CVE-2026-0625: Critical RCE in Legacy D-Link Routers Is Being Actively Exploited — No Patch Coming
A CVSS 9.3 command-injection flaw in discontinued D-Link DSL gateway models is being exploited in the wild for remote code execution and botnet recruitment. D-Link has confirmed it will never release a patch. If you have one of these devices, replace it now.
CVE-2026-0625 is a CVSS 9.3 command-injection vulnerability in the dnscfg.cgi endpoint of several discontinued D-Link DSL gateway models. Attackers are actively exploiting it in the wild for unauthenticated remote code execution and botnet recruitment. D-Link has confirmed no patch will ever be released. If you have an affected device on a network that touches anything important, replace it.
Affected models: DSL-2740R, DSL-2640B, DSL-2780B, DSL-526B. All are end-of-life devices running firmware from 2016–2019 that D-Link stopped supporting five or more years ago.
What the vulnerability does: The router’s DNS configuration handler fails to sanitize user input before passing it to shell commands. An unauthenticated attacker on the network (or via WAN if the admin interface is exposed) can inject arbitrary shell commands by crafting a malformed DNS server parameter. No credentials required. Exploitation takes seconds.
What attackers are doing with it: Security researchers tracking the active exploitation campaigns report that compromised routers are being drafted into botnets — likely for DDoS amplification and credential-stuffing proxy networks. DNS hijacking is also a documented outcome: attackers modify the router’s DNS settings to redirect legitimate traffic to malicious servers, enabling phishing and man-in-the-middle attacks on every device on the network.
The fix: There is no firmware patch and there will never be one. D-Link’s official guidance is to retire the affected device and replace it with a currently-supported model. If you must keep the device temporarily, disable WAN-side management access, put the router behind another firewall, and segment it from critical network resources. These mitigations reduce exposure but do not eliminate it — the vulnerability is exploitable from LAN as well.
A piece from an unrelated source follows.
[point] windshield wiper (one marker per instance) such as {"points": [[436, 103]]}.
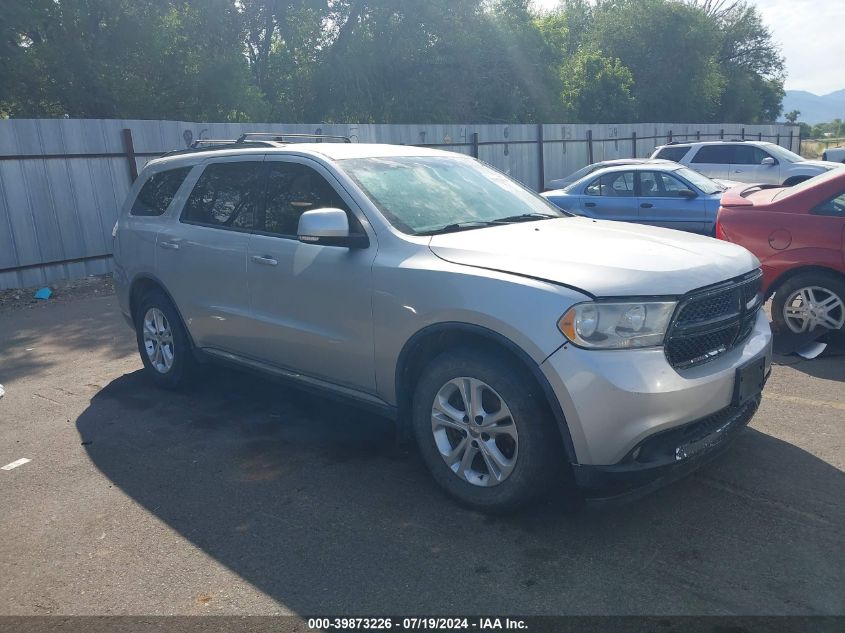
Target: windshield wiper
{"points": [[526, 217], [477, 224], [459, 226]]}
How to check: Log into your router’s admin panel and look for the model number. If it matches DSL-2740R, DSL-2640B, DSL-2780B, or DSL-526B, you are vulnerable. Run a quick scan of your network with Shodan or your preferred tool to confirm whether the admin interface is exposed to the internet.
The broader lesson is one the security industry has failed to learn: millions of end-of-life devices remain online, connected to home and small-business networks, with no update mechanism and no vendor support. CVE-2026-0625 has been under active exploitation since at least November 2025 — over four months of unpatched exposure on devices people assume their ISPs keep secure.
ISPs that distributed these devices as part of broadband packages have an unaddressed obligation here. In several markets, the affected D-Link models were ISP-supplied hardware. Customers never chose them, cannot easily identify them as a security risk, and have no obvious path to replacement. That is a structural problem that CVE numbering alone cannot fix.
For network administrators and security teams: audit your edge devices. Anything running on firmware from 2019 or earlier with no active vendor support should be treated as compromised until replaced.